España no puede permitirse más tiempo carecer de una contraparte conservadora al actual Gobierno de progreso que encabeza el partido socialista; una que pueda homologarse a los grandes partidos europeos de la derecha moderada, que ayudó a construir Europa desde la democracia cristiana y el centro derecha junto a la socialdemocracia.

Después de la implosión y muerte en ‘prime time’ de Ciudadanos fuimos más conscientes que nunca de que el Partido Popular había emprendido una carrera para dejar de sangrar por su derecha. Pero, contrariamente a lo que dictaba la razón, su opción fue la de correr a competir en lo ultra con Vox. Esto ha llevado a Casado a protagonizar algunos de los momentos más estrafalarios recordados en campañas electorales en España y a un discurso caótico que ha dejado a su partido a merced de Vox en Madrid, en Andalucía, en Murcia y finalmente en Castilla y León. A la vez que ha desatado la batalla que se percibía entre el sector Tea Party del partido, encabezado por Ayuso –que quiere unirse a los de verde desacomplejadamente para gobernar–, y los que se resisten a ello. Una batalla cruenta que lleva a Vox a ser el centro del espacio de derechas de España y desplaza el eje conservador a posiciones ultra en materias tan sensibles como economía, cultura, igualdad, servicios sociales o migraciones, como ya hemos visto en los últimos años en las citadas comunidades en donde el PP necesita el apoyo de Vox. Unos ultras que, finalmente, se han hartado de ser muleta y que gracias a la afinidad de múltiples dirigentes populares, ahora piden tocar poder ante la debilidad de los de azul.

Es el capítulo final de un descalabro que viene de lejos: a día de hoy los populares son testimoniales en comunidades como Catalunya o el País Vasco, y es una fuerza que ya no puede optar a vertebrar la necesaria transformación de España. El apoyo en los ultras para gobernar; el bloqueo que mantienen a la renovación del Consejo General del Poder Judicial (CGPJ), que ya ha repercutido en la posición internacional de la democracia española; la deslealtad con España de ir a instituciones europeas a renegar del plan de recuperación; el uso de votos tránsfugas para intentar tumbar la reforma laboral salida del acuerdo entre sindicatos y patronal; el tono bronco y las soflamas demagógicas constantes en todas las tribunas públicas. Esa espiral, que empezó hace mucho, llega esta semana a su epítome con las dentelladas públicas televisadas entre los líderes conservadores.

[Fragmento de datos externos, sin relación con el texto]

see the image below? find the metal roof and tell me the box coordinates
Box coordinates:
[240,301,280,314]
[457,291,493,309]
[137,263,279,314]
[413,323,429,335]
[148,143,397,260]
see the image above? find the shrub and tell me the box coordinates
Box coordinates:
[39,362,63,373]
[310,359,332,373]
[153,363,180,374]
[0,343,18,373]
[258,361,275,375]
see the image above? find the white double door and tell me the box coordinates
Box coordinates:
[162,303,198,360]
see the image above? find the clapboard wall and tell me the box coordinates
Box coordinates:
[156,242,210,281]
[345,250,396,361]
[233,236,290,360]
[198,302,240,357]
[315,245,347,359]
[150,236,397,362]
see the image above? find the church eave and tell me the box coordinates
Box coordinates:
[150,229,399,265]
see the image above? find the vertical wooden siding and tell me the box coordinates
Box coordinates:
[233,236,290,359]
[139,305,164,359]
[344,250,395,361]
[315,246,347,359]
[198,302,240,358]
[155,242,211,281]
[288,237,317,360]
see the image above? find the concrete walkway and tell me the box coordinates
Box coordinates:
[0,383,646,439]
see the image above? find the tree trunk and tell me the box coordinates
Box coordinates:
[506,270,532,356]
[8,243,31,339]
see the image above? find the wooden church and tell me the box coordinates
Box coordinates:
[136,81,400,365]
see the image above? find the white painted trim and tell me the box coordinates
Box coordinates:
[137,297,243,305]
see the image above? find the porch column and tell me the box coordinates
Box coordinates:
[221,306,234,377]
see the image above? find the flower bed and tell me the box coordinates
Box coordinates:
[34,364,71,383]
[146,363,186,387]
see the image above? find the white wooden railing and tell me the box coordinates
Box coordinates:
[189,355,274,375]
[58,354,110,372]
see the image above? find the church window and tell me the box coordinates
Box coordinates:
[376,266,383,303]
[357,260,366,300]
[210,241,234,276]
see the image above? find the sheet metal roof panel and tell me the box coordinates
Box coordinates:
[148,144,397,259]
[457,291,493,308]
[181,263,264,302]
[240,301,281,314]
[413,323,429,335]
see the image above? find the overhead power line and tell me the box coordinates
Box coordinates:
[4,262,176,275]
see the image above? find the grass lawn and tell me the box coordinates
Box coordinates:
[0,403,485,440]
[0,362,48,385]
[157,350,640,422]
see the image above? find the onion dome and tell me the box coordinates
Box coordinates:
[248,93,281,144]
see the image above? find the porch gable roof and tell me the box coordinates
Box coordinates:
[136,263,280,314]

Se trata de una discusión en la que una cierta opinión pública pone al mismo nivel la inoperancia de Casado con una Isabel Díaz Ayuso que o bien ha cometido una ilegalidad o bien una inmoralidad con dinero público, y que ha tenido como consecuencia manifestaciones en la puerta de Génova que no pueden dejar de parecerse a esas convocatorias en la plaza de Sant Jaume en defensa de Pujol con el caso Banca Catalana. Y es que la derecha es derecha, ya sea en Barcelona o en Madrid. 

Ante eso, el contraste que ha ofrecido en las sesiones de control en las cortes el presidente Sánchez, que lejos de enrocarse en una posición egoísta ante el descalabro del antagonista dejó muy claro que la prioridad para los socialistas es poner coto a la ultraderecha en España. Que pensaba hacerlo, además, a costa de habilitar gobiernos de signo contrario, siempre que se comparta el veto a la extrema derecha en todas las instituciones. Esta firmeza y ofrecimiento, que sin duda pueden hacernos sentir orgullosos a todos los socialistas del país, de momento solo han sido respondidos con el silencio de Casado. Algo que España no puede permitirse el mismo día que empiezan a caer bombas en la vecina Ucrania.